Ordinarily, employers may deduct the ordinary and necessary expenses they incur in carrying on their trade or business – including legal settlements or payments to plaintiffs and their attorneys, and legal fees the employer incurred in defending against the plaintiff’s claims. However, the Tax Act added a new section to the Internal Revenue Code (Section 162(q)) that eliminates tax deductions for settlements or payments related to sexual harassment or abuse and attorney’s fees related to that settlement/payment if the payment is subject to a nondisclosure agreement.
This provision is widely believed to be in response to the “#metoo” movement of the last year which incited widespread exposure of sexual harassment in the workplace. Advocates for victims of sexual harassment in the workplace have characterized these settlement payments and nondisclosure agreements as “hush money” designed to cover up inappropriate corporate conduct. Therefore, this new provision is designed to take away some of the appeal of settling sexual harassment claims in exchange for confidentiality.
The law was intended to make it harder for employers to “silence” victims, and the immediate result is that it will now be more costly for employers to obtain confidentiality related to sexual harassment claims because the employer will no longer be able to deduct any payments or legal fees related to the settlement of these claims.
Another issue is that the new law applies to settlements related to “sexual harassment or sexual abuse,” but does not define those terms. Thus, although employers may attempt to structure settlements to avoid having it classified as related to sexual harassment, the IRS has authority to go beyond the terms of the settlement to confirm the purpose of the payment – including reviewing the complaint, the docket, or other documents in the lawsuit.
There are also open questions about exactly which deductions the IRS intended to preclude in connection with the confidential settlement. For example, does it apply to expert witness fees? What if the employer carries Employer Professional Liability Insurance and the carrier makes the settlement/attorney’s fee payments? Does the insurance company no longer get a deduction? It is also not yet clear whether or to what extent a deduction may be made for global settlement of claims that include but are not limited to harassment.
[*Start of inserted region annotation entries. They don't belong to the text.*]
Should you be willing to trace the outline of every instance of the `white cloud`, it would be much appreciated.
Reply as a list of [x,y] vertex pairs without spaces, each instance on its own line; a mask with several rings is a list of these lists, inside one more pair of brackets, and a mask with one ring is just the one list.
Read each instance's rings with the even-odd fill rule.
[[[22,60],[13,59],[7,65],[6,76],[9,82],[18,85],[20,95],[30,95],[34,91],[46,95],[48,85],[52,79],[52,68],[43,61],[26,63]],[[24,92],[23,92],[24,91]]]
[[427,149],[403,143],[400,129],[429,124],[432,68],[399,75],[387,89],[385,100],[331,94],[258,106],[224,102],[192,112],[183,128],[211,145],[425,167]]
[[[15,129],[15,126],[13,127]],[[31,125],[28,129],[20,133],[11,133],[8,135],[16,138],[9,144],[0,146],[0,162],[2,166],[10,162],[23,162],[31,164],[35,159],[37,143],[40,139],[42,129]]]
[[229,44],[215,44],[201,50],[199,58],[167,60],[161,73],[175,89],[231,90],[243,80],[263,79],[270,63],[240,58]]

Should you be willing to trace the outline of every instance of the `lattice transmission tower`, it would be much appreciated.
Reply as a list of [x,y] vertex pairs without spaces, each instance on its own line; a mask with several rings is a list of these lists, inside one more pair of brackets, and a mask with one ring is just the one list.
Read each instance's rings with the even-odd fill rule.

It would seem the prohibition against deduction would apply to the entire settlement amount if it is a confidential settlement, to avoid companies “bundling” claims together to obtain the deduction, but this has yet to be clarified.
However, the law presents problems for the “victims” of harassment as well. First, when a plaintiff wants confidentiality more than the employer does – i.e., to prevent the employer from commenting on the settlement or claims – the employer could use this as leverage to lower the settlement offer. Second, the prohibition against deduction of attorney’s fees could also be read to apply to the plaintiff’s ability to deduct her own legal fees from the settlement payment received. In the past, plaintiffs could deduct the amount of attorney’s fees paid from the gross settlement amount. However, the broad language of Section 162(q) appears to prohibit a plaintiff from deducting the fees paid to her attorney, meaning she could pay taxes on settlement money she did not receive. While it is doubtful that the law was intended to place a tax burden on plaintiffs who raise sexual harassment claims, particularly when there is not yet clear guidance on the issue and this interpretation would contravene normal taxability rules, the language of the statute is unclear.
Employers should continue to monitor developments in this area as the law is interpreted. Employers should also consider the implications of the law when settling cases involving sexual harassment or sexual abuse.